O acordo não me ofende nem me arrefece. Como dizia o Deleuze há que gaguejar na língua para que a língua no seu próprio interior se torne bilingue, isto é, cito-o, o multilinguismo não é apenas a posse de vários sistemas mas antes de tudo a linha de fuga ou de variação que afecta cada sistema impedindo-o de ser homogéneo. Isto que sublinho é o que me importa no manejo de uma língua, é o que sempre foi feito por alguns e é o que continuará a ser feito, e isto não há acordo que o impeça. Agora, há o aspecto político da questão e aí é claro que o acordo existe para favorecer a indústria do livro brasileira, o resto são balelas.»
Mas agora, por via da Julieta Duarte, li um artigo de Hermínio Castro e fiquei convencido de que até pelo adestramento da língua nas possibilidades do palato - malabarismo estético de que não nos devemos alhear - há todas as conveniências em mantermos o nosso arcaísmo.

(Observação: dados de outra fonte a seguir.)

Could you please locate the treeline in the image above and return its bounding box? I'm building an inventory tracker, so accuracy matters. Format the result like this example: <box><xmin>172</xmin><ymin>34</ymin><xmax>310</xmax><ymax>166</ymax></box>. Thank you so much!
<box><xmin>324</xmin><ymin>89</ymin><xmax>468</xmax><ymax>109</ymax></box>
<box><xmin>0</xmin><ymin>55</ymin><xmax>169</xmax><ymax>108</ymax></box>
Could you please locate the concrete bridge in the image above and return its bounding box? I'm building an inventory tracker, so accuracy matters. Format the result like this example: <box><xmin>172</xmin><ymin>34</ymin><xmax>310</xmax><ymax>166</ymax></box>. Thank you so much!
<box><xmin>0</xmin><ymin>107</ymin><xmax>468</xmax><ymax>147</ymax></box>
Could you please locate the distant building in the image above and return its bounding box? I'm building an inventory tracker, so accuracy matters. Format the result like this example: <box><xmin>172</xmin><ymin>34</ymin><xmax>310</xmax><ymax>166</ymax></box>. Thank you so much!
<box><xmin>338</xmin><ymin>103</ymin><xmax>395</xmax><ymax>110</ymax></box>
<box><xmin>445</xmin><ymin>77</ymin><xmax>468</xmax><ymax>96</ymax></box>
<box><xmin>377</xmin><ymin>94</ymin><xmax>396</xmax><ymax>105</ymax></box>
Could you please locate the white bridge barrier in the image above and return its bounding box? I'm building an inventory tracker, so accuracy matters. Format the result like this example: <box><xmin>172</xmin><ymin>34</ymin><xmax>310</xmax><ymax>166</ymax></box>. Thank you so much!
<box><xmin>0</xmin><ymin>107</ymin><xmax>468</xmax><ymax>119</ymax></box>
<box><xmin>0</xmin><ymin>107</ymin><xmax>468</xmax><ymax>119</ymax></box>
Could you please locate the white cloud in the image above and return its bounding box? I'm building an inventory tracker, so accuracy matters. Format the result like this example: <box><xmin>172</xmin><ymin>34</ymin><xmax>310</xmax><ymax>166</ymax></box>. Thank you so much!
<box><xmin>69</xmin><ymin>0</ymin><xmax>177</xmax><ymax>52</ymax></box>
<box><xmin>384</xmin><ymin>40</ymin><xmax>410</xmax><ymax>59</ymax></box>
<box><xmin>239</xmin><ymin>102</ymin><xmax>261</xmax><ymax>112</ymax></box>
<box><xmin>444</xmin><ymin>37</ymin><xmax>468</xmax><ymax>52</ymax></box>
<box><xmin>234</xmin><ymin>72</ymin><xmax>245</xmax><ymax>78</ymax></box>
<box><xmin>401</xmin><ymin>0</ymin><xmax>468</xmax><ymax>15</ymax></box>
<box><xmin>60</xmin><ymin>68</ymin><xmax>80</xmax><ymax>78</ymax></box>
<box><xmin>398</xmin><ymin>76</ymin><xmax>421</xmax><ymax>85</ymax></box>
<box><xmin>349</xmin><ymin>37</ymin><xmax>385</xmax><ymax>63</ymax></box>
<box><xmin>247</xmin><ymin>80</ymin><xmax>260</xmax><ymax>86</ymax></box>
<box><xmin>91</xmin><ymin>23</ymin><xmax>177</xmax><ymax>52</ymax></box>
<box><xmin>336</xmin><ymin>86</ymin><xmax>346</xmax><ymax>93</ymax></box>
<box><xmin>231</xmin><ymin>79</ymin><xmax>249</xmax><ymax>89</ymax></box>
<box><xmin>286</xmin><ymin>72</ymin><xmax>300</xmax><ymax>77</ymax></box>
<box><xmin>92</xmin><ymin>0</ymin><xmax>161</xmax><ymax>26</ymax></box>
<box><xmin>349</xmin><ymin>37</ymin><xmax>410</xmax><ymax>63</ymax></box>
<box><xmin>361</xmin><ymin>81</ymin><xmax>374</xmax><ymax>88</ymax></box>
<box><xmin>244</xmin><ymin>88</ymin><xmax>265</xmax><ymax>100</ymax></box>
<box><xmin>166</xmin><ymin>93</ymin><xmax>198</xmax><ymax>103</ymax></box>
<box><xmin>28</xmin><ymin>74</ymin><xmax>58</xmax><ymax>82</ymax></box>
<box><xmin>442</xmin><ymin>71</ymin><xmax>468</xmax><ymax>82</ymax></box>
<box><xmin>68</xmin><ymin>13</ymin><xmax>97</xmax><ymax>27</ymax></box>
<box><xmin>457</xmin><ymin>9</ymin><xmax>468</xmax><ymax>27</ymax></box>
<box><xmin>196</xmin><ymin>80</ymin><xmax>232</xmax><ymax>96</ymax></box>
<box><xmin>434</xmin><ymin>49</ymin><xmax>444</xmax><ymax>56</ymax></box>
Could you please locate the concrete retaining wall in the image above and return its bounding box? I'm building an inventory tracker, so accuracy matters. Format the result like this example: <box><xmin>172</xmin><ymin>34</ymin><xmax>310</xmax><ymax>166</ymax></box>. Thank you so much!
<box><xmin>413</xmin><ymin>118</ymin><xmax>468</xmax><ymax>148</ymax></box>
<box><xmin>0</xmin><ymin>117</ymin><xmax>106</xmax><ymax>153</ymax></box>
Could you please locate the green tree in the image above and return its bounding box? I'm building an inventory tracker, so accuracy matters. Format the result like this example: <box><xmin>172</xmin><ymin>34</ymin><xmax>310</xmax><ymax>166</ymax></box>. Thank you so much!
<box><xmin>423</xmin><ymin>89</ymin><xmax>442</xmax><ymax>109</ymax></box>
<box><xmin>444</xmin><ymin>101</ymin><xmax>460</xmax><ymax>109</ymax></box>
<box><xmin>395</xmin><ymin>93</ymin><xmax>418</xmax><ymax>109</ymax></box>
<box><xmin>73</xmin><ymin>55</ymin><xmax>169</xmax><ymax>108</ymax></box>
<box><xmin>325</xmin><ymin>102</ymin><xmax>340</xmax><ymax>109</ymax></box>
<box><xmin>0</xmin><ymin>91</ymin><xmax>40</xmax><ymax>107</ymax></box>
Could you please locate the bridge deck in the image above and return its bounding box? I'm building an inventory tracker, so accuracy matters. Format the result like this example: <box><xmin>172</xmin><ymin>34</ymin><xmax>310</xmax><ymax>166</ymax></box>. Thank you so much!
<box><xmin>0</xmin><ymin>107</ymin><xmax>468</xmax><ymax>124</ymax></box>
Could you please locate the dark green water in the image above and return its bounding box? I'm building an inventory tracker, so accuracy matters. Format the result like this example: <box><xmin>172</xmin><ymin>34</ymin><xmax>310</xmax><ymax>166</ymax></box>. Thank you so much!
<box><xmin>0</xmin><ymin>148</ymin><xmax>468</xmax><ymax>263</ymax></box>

Não nos convém nada confundir o ovo estrelado e o pinto.
Não nos convém nada confundir o ovo estrelado e o pinto.
POR ISSO ADIRO RESOLUTAMENTE AO NÃO AO ACORDO AUTOGRÁFICO e estarei disponível para o que os meus amigos quiserem em termos de militância.
E produzo já o primeiro slogan de combate:
«FODER É EM SI MESMO A CONSOANTE
MUDA QUE BATE AS VOGAIS EM CASTELO!»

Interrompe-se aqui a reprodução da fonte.